A cette distinction s’y ajoute une autre : savoir lire c’est nécessairement savoir aussi bien écrire, et réciproquement, tandis que le spectateur audiovisuel classique est généralement réduit à une position de consommateur non producteur. Or, ce que Bernard Stiegler appelle "misère symbolique" tient notamment à cette dissociation entre des individus producteurs de symboles et la grande masse de ceux qui les reçoivent en ne pouvant que les consommer, sans en produire à leur tour.
Enfin, c’est le caractère singulier et singularisant de la transmission scolaire à travers l’écrit — et la médiation décisive du "maître" — qui doit être opposé à la dimension massivement industrielle de la diffusion des programmes audiovisuels : ceux-ci ont la plupart du temps pour effet et même pour fonction de produire une "synchronisation" des consciences — de leur perceptions, de leur souvenirs, bref de leur expérience, qui devient ainsi plus proche d’un conditionnement —, là où l’on peut soutenir que l’enseignement scolaire et livresque, au contraire, tel que l’école de Jules Ferry en généralise le principe à l’ensemble de la société, vise en principe à la formation d’individus singuliers, c’est à dire porteurs d’un rapport à chaque fois inédit au savoir dans son ensemble : ainsi, en droit et en fait, dans la plupart des cas et même lorsqu’elle est pratiquée en commun — comme dans une classe —, la lecture est une opération foncièrement individuelle, qui à la fois requiert et développe une attitude d’attention mono-centrée, continue et soutenue, appelée attention profonde.
Il ne s’agit évidemment pas de dire qu’un objet numérique et audiovisuel ne permet pas de créer une attention profonde, mais de dire qu’en tant que pharmakon, il présente des caractéristiques qui sont aujourd’hui mises au service, dans le contexte des industries de programmes, d’un dispositif de captation et de dissémination de l’attention qui est essentiellement destructeur —, alors même que, de toute évidence, le cinéma est un art, il sollicite et construit une attention profonde, et il est en cela le remède de ce poison.
La question décisive à laquelle nous devons est donc de savoir comment le nouveau milieu technologique dans lequel se développent désormais les cerveaux et les esprits des nouvelles générations ne leur soit pas "toxique" ? A quels enjeux le design numérique et audiovisuel devrait-il répondre pour ne pas faire obstacle à la formation de l’attention profonde, mais au contraire participer à son développement ?

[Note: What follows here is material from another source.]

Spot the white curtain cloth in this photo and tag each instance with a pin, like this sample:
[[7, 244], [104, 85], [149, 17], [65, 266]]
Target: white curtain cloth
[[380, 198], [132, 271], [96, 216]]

La question n’est pas de rejeter les psychotechnologies numériques et audiovisuelles, ni les industries culturelles : elle est de transformer ces psychotechnologies en technologies de l’esprit, en nootechnologies ; elles est de révolutionner ces industries, qui sont devenues l’infrastructure organologique de la bataille de l’intelligence, qui est elle-même une guerre politique et économique, et dont elles sont l’arsenal — en proposant des normes de régulation adaptées à cette situation, mais aussi en les inspirant et les dotant de secteurs de recherche et de développement sur ces questions, dont elles sont de nos jours encore trop dépourvues.